Caso Danilo: mãe e padrasto denunciam suposta agressão da polícia

Por | Edição do dia 16 de outubro de 2019
Categoria: Notícias, Polícia | Tags: ,,


A mãe e o padrasto do menino Danilo Almeida de 7 anos, que foi sequestrado e morto no último sábado (12), no bairro do Clima Bom, acusam a polícia Civil de agressão durante novo depoimento na Delegacia de Homicídios e Proteção à Pessoa (DHPP), nesta quarta-feira (16).

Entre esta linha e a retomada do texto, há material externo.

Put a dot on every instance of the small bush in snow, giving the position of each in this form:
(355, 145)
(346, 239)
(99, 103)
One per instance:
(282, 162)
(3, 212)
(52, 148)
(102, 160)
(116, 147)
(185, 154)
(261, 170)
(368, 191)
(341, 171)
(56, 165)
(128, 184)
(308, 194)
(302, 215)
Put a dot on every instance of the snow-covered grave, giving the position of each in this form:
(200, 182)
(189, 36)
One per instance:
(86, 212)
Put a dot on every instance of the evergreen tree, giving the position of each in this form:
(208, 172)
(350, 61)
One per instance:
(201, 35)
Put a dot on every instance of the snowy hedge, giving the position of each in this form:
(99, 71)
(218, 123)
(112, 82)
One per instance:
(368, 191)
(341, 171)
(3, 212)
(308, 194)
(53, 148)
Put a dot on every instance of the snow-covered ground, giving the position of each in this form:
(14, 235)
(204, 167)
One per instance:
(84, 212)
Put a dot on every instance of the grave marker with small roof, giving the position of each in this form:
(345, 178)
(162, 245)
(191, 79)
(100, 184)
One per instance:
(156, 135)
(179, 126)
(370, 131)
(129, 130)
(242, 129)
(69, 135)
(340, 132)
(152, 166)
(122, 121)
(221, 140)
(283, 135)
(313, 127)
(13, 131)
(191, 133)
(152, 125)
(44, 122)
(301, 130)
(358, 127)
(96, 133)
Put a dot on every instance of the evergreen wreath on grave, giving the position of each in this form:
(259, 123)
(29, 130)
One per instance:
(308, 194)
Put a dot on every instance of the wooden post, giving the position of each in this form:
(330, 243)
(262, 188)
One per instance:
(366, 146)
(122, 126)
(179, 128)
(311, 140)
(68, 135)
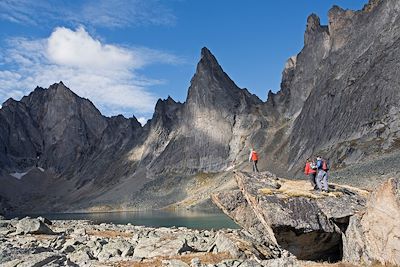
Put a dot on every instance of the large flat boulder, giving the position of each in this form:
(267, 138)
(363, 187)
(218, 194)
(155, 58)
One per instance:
(290, 214)
(373, 235)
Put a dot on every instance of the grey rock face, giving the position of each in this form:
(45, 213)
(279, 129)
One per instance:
(373, 235)
(338, 98)
(306, 224)
(352, 109)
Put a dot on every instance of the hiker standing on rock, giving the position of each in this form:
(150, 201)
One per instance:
(311, 171)
(322, 176)
(254, 157)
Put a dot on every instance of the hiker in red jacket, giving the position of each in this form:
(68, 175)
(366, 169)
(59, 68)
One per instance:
(311, 171)
(254, 157)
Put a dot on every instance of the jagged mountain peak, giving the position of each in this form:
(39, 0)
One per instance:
(210, 84)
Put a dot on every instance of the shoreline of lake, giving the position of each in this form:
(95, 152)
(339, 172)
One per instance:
(150, 218)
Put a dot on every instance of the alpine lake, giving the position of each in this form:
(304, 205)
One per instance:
(151, 218)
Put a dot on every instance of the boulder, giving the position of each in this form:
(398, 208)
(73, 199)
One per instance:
(174, 263)
(291, 215)
(373, 235)
(32, 226)
(44, 220)
(153, 247)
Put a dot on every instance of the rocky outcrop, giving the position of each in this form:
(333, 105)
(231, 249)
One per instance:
(373, 235)
(306, 223)
(338, 98)
(33, 226)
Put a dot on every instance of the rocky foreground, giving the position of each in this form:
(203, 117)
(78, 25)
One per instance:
(347, 224)
(285, 223)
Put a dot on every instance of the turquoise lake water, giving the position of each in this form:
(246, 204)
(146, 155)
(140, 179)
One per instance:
(189, 219)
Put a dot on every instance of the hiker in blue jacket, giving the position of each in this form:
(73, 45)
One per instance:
(322, 176)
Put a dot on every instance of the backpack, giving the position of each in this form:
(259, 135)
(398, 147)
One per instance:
(313, 166)
(325, 165)
(254, 156)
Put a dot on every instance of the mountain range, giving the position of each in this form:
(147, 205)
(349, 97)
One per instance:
(339, 98)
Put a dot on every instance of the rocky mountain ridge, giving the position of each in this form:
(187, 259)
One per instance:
(339, 97)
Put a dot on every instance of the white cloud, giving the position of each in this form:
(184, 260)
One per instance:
(104, 73)
(103, 13)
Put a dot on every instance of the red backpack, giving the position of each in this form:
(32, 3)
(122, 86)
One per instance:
(325, 165)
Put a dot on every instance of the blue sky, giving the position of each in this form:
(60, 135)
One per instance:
(125, 54)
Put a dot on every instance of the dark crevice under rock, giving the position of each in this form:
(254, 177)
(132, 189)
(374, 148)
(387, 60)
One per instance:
(315, 245)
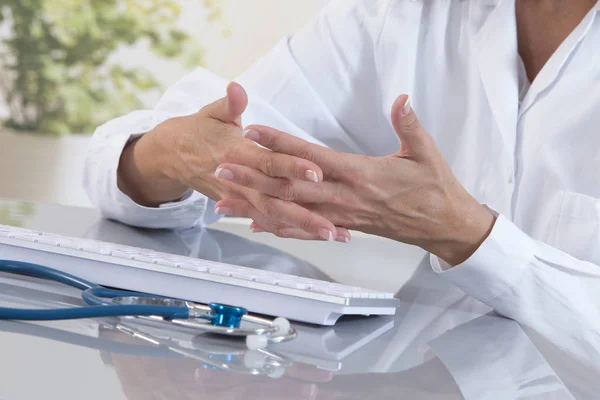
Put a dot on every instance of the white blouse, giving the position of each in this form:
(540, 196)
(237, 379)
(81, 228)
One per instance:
(535, 162)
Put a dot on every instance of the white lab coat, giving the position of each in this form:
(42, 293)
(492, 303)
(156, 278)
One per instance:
(536, 161)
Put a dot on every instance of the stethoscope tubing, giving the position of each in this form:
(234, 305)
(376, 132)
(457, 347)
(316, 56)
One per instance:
(98, 307)
(92, 294)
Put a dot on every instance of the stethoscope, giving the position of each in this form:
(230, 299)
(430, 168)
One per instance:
(213, 318)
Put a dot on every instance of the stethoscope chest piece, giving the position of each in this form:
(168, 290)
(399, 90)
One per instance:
(227, 316)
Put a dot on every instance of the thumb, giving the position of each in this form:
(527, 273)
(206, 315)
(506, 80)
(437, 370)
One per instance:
(415, 141)
(229, 109)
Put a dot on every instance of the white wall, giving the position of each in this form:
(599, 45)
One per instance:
(49, 169)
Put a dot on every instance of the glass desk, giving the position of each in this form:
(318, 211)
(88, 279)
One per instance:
(441, 344)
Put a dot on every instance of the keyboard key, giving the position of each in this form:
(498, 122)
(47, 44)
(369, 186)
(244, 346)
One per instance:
(81, 251)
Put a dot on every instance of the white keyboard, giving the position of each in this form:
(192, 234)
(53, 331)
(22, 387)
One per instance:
(203, 281)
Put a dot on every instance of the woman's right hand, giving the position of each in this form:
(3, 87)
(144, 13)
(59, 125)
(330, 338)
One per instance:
(184, 152)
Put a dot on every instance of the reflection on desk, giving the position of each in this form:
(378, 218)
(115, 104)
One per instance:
(441, 344)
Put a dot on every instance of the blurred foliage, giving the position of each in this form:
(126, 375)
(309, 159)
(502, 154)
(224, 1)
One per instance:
(57, 73)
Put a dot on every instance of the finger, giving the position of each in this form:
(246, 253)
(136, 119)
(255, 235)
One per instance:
(416, 142)
(230, 108)
(284, 143)
(283, 231)
(275, 164)
(285, 213)
(285, 189)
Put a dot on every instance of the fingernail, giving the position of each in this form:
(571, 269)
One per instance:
(223, 211)
(251, 134)
(309, 390)
(223, 173)
(342, 239)
(312, 176)
(406, 109)
(326, 234)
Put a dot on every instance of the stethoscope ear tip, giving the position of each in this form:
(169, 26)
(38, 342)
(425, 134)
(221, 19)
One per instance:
(282, 324)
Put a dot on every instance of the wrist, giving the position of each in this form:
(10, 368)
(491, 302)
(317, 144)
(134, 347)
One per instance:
(470, 229)
(145, 173)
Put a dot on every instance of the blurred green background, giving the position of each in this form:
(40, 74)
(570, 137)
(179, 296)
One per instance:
(55, 58)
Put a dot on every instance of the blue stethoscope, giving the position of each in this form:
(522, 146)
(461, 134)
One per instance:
(102, 302)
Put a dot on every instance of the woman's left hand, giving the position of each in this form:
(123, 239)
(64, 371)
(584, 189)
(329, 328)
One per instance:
(411, 196)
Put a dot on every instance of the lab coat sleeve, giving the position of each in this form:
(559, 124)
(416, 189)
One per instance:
(308, 85)
(542, 288)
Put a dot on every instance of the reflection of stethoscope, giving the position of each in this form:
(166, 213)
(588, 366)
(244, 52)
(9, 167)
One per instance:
(214, 318)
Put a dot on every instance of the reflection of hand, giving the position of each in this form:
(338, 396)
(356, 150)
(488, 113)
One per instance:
(184, 153)
(411, 196)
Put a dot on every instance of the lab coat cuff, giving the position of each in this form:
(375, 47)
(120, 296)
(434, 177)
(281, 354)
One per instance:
(185, 213)
(496, 266)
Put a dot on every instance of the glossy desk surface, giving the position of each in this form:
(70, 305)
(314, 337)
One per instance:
(440, 345)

José Roberto, padrasto da criança, confirmou que o casal esteve na delegacia e afirmou à imprensa que a mãe da criança, Darcinéia Almeida, foi forçada pelos policiais a confessar o envolvimento no crime. Eles informaram que sofreram agressões físicas e psicológicas na delegacia.

O casal declarou que irá procurar a Comissão dos Direitos Humanos da Ordem dos Advogados do Brasil seccional Alagoas (OAB/AL) para denunciar o caso.

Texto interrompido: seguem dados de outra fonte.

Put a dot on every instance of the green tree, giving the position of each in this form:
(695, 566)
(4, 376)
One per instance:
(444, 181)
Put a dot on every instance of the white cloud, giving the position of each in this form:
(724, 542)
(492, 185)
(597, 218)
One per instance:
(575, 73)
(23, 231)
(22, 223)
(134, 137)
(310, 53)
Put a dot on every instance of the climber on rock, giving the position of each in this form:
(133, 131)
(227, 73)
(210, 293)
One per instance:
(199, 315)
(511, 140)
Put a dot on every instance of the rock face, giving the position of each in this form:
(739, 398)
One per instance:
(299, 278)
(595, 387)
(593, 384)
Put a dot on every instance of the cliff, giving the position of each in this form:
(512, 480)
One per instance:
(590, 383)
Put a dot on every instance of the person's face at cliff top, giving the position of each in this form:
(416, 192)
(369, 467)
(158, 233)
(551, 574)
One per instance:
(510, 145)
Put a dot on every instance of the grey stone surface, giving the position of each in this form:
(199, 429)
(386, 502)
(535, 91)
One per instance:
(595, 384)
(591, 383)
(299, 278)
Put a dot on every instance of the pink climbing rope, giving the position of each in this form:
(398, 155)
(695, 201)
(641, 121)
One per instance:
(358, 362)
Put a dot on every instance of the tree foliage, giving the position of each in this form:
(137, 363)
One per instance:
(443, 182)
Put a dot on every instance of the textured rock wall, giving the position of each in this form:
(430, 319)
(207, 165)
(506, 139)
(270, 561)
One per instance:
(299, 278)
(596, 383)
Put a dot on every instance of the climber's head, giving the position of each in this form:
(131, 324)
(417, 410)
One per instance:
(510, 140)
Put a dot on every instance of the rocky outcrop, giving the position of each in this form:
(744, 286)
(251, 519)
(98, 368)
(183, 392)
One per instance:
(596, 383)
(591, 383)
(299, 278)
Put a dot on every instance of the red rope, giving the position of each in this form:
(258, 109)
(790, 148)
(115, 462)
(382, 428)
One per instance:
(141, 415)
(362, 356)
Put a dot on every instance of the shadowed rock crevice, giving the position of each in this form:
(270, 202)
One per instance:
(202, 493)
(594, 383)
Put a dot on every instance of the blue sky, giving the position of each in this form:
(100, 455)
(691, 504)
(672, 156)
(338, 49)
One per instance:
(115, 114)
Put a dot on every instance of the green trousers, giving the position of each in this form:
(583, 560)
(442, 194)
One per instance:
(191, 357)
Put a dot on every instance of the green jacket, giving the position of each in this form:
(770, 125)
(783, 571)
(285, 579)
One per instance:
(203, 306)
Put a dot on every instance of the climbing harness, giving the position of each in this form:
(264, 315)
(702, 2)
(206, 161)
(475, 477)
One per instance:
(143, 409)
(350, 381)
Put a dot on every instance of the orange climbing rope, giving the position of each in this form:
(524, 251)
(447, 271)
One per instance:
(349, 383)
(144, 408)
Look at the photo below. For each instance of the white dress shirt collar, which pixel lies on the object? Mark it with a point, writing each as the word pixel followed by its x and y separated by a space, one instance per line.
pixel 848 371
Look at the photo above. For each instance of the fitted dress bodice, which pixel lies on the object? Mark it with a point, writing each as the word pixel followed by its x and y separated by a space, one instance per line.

A OAB/AL divulgou, por meio de nota, que só vai se posicionar sobre as recentes declarações após se reunir com a Delegacia Geral da Polícia Civil.

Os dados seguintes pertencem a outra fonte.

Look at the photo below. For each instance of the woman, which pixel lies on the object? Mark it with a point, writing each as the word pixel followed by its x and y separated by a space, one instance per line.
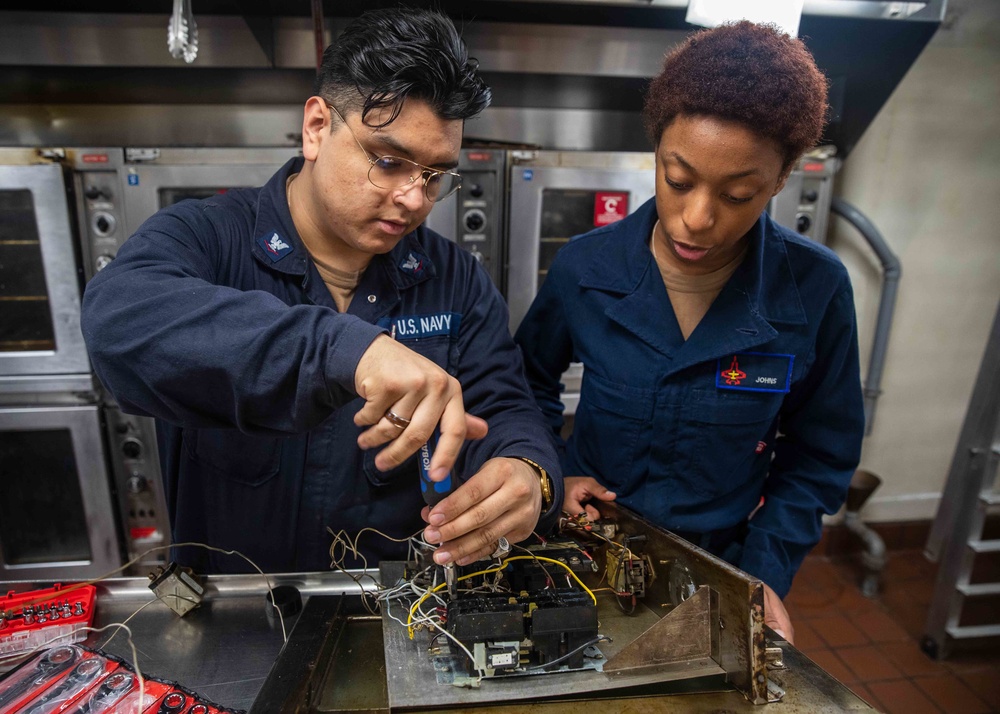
pixel 721 395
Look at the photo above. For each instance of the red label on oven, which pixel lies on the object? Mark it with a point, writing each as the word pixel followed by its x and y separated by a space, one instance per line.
pixel 609 207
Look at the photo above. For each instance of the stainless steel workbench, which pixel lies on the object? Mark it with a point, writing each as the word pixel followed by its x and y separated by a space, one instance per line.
pixel 225 650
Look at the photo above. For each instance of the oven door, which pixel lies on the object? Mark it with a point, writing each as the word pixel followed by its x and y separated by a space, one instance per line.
pixel 57 515
pixel 39 281
pixel 157 178
pixel 556 195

Nota da OAB/AL na íntegra:

A OAB-AL informa que só vai se posicionar sobre os recentes fatos vinculados ao caso da criança de 7 anos encontrada morta em Maceió, após se reunir com a Delegacia Geral da Polícia Civil. Além do presidente Nivaldo Barbosa, os presidentes das comissões de Defesa da Criança e do Adolescente, Paulo Paraízo, e dos Direitos Humanos, Anne Caroline Fidélis, estão acompanhando o caso.

Confira também a nota de esclarecimento da PC/AL:

A direção da Polícia Civil de Alagoas, em virtude de acusação de supostas agressões, atribuídas a policiais civis, e que teriam ocorrido em uma delegacia de polícia da Capital, esclarece que quaisquer denúncias envolvendo possível desvio de conduta de integrantes da instituição são devidamente apuradas, desde que comunicadas oficialmente.
Adianta ainda que a mãe e o padrasto do menino Danilo Almeida, de 7 anos, foram encaminhados à Delegacia de Homicídios e Proteção à Pessoa (DHPP) a pedido da psicóloga que ouvia o irmão gêmeo do garoto morto, pois ela queria ter a contextualização mais ampla das pessoas que tinham uma relação mais próxima com a vítima.